Twin goals of improved efficiency and compliance are driving more life sciences companies to implement manufacturing execution systems (MES). MES software bridges the gap between traditional plant floor automation systems and business applications such as Enterprise Resource Planning (ERP). It provides a digital link that eliminates the errors and information latency of manual, paper-based interfaces, providing a real-time picture of what is happening on the plant floor.
However, MES installations are challenging, and a flawed implementation strategy will prevent MES from achieving its full potential return on investment (ROI). It is especially important to look carefully at underlying work processes to determine where the inefficiencies lie, or you will merely transfer these inefficiencies from a paper to an electronic medium. Thus, MES implementation is actually an opportunity to examine processes and how they can be improved. This article will summarize some best practices that can help optimize MES implementation for pharmaceutical manufacturing.

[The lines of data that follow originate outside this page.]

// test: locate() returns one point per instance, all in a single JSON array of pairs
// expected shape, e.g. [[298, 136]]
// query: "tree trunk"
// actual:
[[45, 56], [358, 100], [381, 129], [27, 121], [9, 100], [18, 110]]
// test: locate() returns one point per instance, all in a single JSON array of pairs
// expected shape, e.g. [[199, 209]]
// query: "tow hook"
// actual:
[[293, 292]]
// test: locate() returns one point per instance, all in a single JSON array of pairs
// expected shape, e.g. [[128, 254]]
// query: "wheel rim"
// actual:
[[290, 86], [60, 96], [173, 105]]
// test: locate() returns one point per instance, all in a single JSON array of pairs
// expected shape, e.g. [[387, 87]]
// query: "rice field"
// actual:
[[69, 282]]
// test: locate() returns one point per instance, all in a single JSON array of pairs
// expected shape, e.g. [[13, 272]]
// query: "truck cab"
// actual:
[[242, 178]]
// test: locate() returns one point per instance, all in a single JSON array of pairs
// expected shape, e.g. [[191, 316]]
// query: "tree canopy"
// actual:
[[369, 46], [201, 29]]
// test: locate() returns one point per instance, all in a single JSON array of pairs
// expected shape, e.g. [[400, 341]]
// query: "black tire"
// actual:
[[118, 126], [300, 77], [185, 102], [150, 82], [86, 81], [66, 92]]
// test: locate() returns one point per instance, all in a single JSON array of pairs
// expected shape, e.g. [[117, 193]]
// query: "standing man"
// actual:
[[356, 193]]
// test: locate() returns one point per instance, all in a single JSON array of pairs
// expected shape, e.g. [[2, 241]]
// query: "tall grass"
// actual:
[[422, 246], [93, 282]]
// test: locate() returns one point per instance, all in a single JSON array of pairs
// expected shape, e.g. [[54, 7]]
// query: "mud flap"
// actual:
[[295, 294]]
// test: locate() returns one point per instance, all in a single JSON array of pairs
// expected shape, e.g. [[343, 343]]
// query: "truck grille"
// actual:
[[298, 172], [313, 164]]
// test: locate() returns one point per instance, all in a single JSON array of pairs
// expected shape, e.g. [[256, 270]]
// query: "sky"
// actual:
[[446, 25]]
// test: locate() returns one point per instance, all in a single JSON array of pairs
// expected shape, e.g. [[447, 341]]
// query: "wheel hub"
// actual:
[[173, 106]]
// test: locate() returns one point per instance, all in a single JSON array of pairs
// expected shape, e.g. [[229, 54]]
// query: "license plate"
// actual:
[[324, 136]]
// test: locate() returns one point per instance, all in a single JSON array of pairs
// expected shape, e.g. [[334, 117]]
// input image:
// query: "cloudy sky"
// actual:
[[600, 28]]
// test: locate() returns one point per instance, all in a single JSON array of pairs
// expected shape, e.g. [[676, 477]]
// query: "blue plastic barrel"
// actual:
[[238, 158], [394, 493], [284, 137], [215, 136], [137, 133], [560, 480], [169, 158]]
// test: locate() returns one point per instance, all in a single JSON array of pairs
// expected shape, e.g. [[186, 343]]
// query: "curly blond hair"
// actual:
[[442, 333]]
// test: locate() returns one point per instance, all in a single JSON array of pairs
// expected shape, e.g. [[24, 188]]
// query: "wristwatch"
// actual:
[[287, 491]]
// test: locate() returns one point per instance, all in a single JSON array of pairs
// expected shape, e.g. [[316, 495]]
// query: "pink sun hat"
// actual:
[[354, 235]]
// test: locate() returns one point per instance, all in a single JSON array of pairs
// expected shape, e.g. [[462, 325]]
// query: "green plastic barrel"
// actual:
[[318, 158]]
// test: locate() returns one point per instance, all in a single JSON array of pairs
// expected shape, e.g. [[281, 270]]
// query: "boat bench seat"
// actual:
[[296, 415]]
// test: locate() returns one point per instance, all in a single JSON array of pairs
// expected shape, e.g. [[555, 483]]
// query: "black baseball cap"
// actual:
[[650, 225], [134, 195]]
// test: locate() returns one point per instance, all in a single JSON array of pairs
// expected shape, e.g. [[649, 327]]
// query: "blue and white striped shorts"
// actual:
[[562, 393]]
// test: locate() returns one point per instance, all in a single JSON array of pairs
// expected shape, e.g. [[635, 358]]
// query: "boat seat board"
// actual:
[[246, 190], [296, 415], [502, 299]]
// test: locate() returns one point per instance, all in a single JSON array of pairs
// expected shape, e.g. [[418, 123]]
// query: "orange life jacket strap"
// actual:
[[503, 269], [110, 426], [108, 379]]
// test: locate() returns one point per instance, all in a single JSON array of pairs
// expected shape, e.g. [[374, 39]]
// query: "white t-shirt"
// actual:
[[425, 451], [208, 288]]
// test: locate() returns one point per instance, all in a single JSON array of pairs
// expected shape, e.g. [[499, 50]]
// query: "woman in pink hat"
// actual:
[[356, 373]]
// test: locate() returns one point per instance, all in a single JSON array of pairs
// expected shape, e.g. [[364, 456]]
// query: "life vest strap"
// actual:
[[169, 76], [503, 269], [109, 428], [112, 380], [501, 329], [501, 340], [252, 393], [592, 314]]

The first point to consider is cost. MES implementation can cost a plant anywhere from $1-10 million, depending on the facility’s size and scope. But most of this figure will pay for implementation resources and activities such as configuration, documentation and validation, rather than software or hardware. Thus it is vital that any implementation strategy be well thought-out.
Since the system will affect many different departments in a drug manufacturing plant, a multifunctional approach is essential for any MES implementation. Success also requires that people working at the facility understand the manufacturing process, as well as the issues that currently impede efficiency or compliance.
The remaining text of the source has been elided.